གཟའ་མིག་དམར། ༢༠༢༤/༠༤/༡༦

US Diplomat to Travel to Lhasa on Chinese-Led Trip བོད་སྐད།

A U.S. official is scheduled to travel to Tibet Friday on the heels of a Chinese government-led tour for foreign journalists that backfired.

In Washington, the U.S. State Department said Thursday that the American diplomat was invited to join a Chinese-led trip to Lhasa, the Tibetan capital and the scene of recent violent anti-China protests.

The unidentified officer from the U.S. Embassy in Beijing will be in Lhasa through Saturday.

U.S. officials say they are pressing for unfettered access to other parts of Tibet.

Earlier Thursday, about 30 Buddhist monks in Lhasa interrupted a government-led media tour to complain that they have been kept locked inside their temple since the protests.

The monks from the Jokhang Temple said they had not been involved in the recent outbursts, and they denied China's accusations that Tibet's exiled spiritual leader, the Dalai Lama, was behind the unrest.

They spoke to foreign journalists for about 15 minutes in Tibetan and Mandarin before government officials broke in and escorted the visitors away from the temple.

China's Foreign Ministry says it is unable to confirm whether authorities in Lhasa confined monks to their temples and monasteries.

Foreign journalists say the police presence in Tibet is heavy, and the smell of burning buildings still hangs in the air.
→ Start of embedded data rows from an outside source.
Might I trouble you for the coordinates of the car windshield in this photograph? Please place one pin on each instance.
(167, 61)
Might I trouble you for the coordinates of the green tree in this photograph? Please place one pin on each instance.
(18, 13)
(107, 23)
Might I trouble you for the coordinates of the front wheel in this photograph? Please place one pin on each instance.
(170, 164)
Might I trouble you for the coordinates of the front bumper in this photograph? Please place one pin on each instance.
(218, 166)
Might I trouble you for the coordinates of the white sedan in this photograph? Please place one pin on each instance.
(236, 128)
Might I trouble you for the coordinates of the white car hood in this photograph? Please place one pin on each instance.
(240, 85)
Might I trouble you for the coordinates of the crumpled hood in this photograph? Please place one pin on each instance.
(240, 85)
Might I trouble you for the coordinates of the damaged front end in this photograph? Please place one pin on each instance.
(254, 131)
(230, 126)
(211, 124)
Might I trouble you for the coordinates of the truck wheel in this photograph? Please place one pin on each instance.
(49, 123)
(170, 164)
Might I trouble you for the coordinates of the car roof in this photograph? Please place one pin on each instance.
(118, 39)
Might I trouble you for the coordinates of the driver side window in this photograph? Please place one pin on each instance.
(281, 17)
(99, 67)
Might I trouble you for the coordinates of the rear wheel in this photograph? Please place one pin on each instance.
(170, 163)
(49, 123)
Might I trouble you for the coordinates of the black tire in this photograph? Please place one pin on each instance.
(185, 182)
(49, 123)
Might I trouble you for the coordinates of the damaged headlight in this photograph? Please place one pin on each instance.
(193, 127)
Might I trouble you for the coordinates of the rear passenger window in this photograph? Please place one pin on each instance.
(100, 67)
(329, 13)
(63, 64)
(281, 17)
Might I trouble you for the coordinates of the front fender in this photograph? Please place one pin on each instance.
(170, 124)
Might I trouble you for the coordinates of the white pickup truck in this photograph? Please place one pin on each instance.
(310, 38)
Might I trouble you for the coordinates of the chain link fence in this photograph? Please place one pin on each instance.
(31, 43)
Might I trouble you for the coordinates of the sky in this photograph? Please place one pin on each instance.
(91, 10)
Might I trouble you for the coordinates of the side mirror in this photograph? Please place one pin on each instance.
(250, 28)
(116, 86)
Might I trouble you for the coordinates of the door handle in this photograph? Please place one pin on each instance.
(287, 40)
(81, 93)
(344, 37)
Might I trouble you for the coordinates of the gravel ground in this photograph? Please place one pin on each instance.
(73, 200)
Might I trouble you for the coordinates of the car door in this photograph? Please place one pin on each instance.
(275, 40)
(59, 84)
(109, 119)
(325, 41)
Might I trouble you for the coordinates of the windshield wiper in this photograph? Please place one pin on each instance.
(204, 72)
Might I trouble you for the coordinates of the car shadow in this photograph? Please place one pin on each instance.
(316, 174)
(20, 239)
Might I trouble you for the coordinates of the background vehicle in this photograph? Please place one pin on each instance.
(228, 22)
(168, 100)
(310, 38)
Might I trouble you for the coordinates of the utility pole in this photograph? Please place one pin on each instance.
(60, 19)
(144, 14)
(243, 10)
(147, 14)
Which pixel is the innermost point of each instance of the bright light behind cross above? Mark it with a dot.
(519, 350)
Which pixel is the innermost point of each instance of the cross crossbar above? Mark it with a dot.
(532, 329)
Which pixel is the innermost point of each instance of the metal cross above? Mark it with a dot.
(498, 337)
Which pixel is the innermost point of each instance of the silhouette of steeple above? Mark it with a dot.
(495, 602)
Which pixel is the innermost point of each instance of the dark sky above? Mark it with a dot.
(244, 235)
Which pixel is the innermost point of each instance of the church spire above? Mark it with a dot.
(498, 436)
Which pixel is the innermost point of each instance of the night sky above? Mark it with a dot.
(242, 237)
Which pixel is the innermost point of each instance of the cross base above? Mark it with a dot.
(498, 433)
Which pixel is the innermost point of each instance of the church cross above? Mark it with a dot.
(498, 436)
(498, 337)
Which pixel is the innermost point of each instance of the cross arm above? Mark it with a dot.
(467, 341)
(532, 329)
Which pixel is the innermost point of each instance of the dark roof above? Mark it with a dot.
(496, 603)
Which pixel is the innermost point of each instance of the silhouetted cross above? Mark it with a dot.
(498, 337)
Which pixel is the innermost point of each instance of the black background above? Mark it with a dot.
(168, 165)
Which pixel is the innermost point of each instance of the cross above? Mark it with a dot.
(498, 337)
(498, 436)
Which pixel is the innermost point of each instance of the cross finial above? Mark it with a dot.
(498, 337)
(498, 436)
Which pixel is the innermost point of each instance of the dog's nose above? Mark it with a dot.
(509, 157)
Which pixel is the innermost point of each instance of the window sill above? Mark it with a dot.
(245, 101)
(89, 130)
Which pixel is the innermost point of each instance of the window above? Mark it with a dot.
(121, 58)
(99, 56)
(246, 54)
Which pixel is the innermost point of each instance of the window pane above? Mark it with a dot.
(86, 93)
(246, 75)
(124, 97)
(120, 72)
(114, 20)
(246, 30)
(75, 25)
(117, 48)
Journalists were allowed only a limited glimpse of Lhasa, but they did see some shops that were burned during the protests.

Peaceful demonstrations in Lhasa began March 10th, on the anniversary of a failed 1959 uprising against Chinese rule. Tibetan exile groups say the situation turned violent after Chinese police used force to stop the rallies.

Unconfirmed reports from Tibetan exile groups say protests have continued in western China's Qinghai and Sichuan provinces.

Exile groups say at least 140 Tibetans were killed during Chinese authorities' crackdown on protests in Lhasa and other areas. Officials in Beijing say more than 400 people - mostly Tibetans, but also some Han Chinese - were detained for alleged involvement in the March 14th riots in Lhasa.